Handling Transact-SQL
If you are already using T-SQL on MS SQL, you might be interested in using the same type of functionality in the Babelfish environment. PostgreSQL provides a language called PL/pgSQL which is often used to write functions as well as procedures. The MS SQL equivalent to PL/pgSQL is called T-SQL (Transact-SQL).
To make Babelfish as compatible with MS SQL as possible, it provides a T-SQL implementation capable of understanding MS SQL Server code. As with every software which models some other software’s behavior, there are some differences and limitations.
Deploying T-SQL code in Babelfish
In this section, you will get to know T-SQL and learn how to implement basic functions. Let’s get started with some basic examples. The first example will show how to convert kilometers into statute miles using the TDS interface (= port 1433).
Let’s quickly dive into the code:
CREATE FUNCTION km_to_miles (@km float)
RETURNS float
AS
BEGIN
DECLARE @miles float
SELECT @miles = @km*0.6214
RETURN(@miles)
END
GO
SELECT km_to_miles (234)
GO
km_to_miles
145,4076
(1 row affected)
The T-SQL code can be executed directly. What you can instantly see is that there is no language clause anymore, and we have a slightly different syntax than PostgreSQL users are used to in PL/pgSQL.

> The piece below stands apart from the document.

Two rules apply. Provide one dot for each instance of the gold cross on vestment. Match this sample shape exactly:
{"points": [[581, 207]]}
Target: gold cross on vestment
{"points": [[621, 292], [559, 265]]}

Note that this is the way the function is created when you are operating using the TDS protocol. In other words: This is how it works when you connect as a MS SQL user. However, there is a second way to deploy T-SQL code: You can always deploy the function PostgreSQL-style via port 5432 (= standard PostgreSQL port). Here’s how it works:
CREATE FUNCTION public.km_to_miles("@km" double precision)
RETURNS double precision
LANGUAGE pltsql
AS '{"version_num": "1", "typmod_array": ["-1", "-1"], "original_probin": ""}',
'BEGIN
DECLARE @miles float
SELECT @miles = @km*0.6214
RETURN(@miles)
END';
Now this may look a bit strange, but it does the same thing.
Running simple loops
The next example shows how to run a simple loop in T-SQL. Just like in other languages, you can use WHILE loops. FOR loops are usually simulated. To demonstrate how T-SQL in Babelfish works, we have implemented a simple WHILE
loop:
CREATE TABLE counter (
number int
)
GO
DELETE FROM counter
GO
-- simple loop function
CREATE FUNCTION simple_loop(@num int)
RETURNS varchar
AS
BEGIN
DECLARE @Counter int
SET @Counter = 1
WHILE (@Counter <= @num)
BEGIN
INSERT INTO counter(number) VALUES (@Counter)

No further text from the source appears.